The National Medal of Science was created by statute in 1959 and is administered for the White House by the National Science Foundation. Awarded annually, the medal recognizes individuals who have made outstanding contributions to science and engineering. Nominees are selected by a committee of presidential appointees based on their extraordinary knowledge in and contributions to the biological, behavioral/social and physical sciences, as well as chemistry, engineering, computing and mathematics.
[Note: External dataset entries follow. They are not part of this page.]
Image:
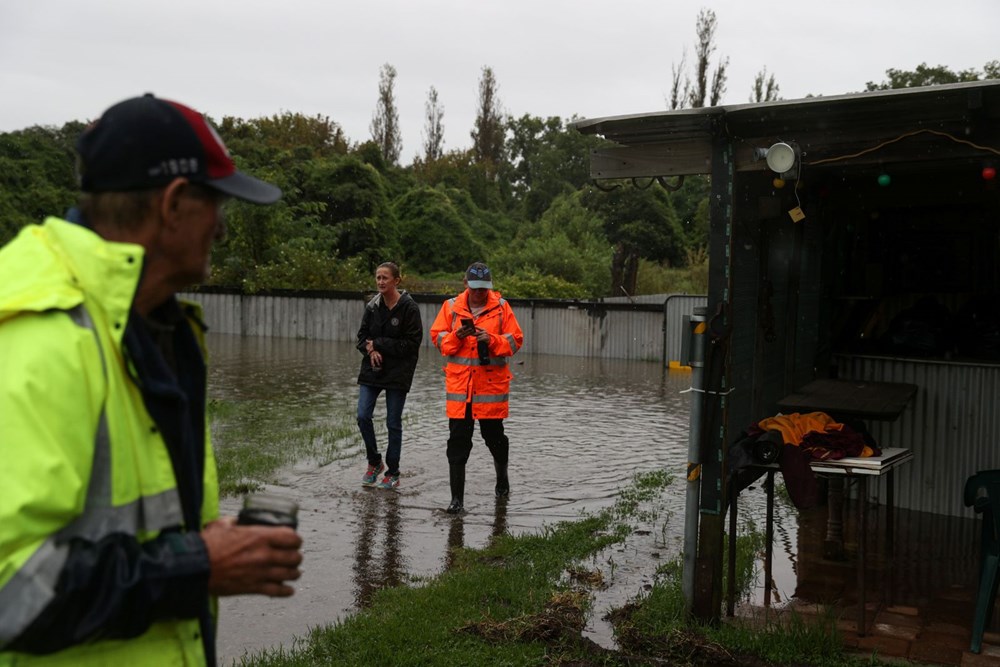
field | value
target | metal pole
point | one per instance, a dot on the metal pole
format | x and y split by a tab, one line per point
695	359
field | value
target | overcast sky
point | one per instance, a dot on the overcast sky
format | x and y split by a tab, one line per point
63	60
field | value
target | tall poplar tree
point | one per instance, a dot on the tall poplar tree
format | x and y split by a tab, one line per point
385	122
765	88
433	127
488	130
699	92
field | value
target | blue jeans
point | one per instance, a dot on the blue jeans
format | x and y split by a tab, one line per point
394	401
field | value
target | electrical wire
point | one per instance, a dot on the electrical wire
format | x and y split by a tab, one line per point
900	138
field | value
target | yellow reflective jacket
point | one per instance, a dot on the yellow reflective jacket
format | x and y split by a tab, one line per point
81	456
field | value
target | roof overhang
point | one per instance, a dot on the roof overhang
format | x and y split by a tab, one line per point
955	121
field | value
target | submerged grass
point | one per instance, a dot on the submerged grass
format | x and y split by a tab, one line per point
524	600
255	438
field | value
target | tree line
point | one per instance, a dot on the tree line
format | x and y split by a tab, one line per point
520	198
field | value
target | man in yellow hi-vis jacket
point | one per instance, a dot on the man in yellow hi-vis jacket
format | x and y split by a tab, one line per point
111	549
476	332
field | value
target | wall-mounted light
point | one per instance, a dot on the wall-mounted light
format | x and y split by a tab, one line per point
780	158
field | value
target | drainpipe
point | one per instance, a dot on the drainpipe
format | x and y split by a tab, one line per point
693	356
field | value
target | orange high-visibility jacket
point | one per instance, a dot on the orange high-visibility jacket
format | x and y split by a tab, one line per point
487	387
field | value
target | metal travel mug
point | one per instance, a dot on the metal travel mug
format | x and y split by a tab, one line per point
268	509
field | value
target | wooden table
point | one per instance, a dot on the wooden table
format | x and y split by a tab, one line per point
841	399
859	468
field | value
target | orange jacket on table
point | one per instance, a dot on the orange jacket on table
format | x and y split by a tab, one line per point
466	380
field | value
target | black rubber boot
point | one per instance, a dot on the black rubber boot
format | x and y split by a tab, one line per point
502	488
456	475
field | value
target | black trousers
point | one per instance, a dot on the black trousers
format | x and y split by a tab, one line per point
460	438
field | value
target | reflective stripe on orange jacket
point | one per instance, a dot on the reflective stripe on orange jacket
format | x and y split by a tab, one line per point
466	380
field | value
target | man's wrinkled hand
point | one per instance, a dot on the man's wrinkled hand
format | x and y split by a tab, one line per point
252	559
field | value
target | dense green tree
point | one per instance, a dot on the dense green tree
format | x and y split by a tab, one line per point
925	75
639	223
37	175
433	235
260	139
385	121
353	201
567	243
547	160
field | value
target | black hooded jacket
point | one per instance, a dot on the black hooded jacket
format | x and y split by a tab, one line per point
397	335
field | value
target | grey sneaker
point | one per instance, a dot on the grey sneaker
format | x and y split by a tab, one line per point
371	475
389	482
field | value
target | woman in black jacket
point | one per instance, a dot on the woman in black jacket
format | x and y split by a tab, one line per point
389	341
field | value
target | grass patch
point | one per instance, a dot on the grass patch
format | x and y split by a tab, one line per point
254	438
520	601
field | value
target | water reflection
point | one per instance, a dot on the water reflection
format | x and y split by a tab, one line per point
377	554
580	429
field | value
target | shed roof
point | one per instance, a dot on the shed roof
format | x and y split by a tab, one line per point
951	121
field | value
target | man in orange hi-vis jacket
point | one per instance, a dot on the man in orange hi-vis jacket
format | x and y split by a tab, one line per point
476	332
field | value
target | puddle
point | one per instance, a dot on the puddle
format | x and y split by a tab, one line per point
579	430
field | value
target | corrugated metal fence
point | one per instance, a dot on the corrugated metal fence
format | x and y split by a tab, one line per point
609	329
952	426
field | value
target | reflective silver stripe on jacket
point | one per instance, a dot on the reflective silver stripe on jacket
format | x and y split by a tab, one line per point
32	587
474	361
479	398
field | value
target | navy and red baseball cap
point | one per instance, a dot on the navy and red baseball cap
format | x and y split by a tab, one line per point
146	142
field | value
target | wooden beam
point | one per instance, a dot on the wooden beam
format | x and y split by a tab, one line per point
689	156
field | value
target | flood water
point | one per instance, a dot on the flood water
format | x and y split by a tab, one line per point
580	429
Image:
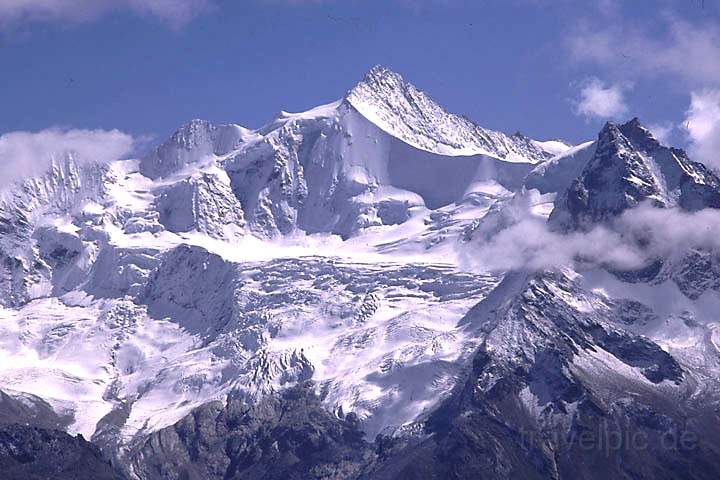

Nine ASBMB Members Elected to IOM
Nine members of ASBMB were among the 65 new members and five foreign associates elected to the Institute of Medicine of the National Academies. Election to the IOM is considered one of the highest honors in the fields of health and medicine and recognizes individuals who have demonstrated outstanding professional achievement and commitment to service.
The newly elected ASBMB members are:
Sydney Brenner, senior distinguished fellow, Crick-Jacobs Center, Salk Institute for Biological Sciences, La Jolla, Calif.
Riccardo Dalla-Favera, Percy and Joanne Uris professor of clinical medicine, professor of pathology and genetics and development and director, Institute of Cancer Genetics, Columbia University Medical Center, New York City
Titia de Lange, Leon Hess professor, Laboratory of Cell Biology and Genetics, The Rockefeller University, New York City
Jennifer A. Doudna, investigator, Howard Hughes Medical Institute; and professor, department of molecular and cell biology, University of California, Berkeley
Carol W. Greider, Daniel Nathans professor and director, department of molecular biology and genetics, the Johns Hopkins University School of Medicine, Baltimore
Ira H. Pastan, co-chief, laboratory of cell biology, National Cancer Institute, National Institutes of Health, Bethesda, Md.
Peter J. Polverini, professor and dean, School of Dentistry, University of Michigan, Ann Arbor
Kevan M. Shokat, investigator, Howard Hughes Medical Institute; and professor and chair, department of cellular and molecular pharmacology, University of California, San Francisco
Carl Wu, chief, laboratory of biochemistry and molecular biology, Center for Cancer Research, National Cancer Institute, the National Institutes of Health, Bethesda, Md.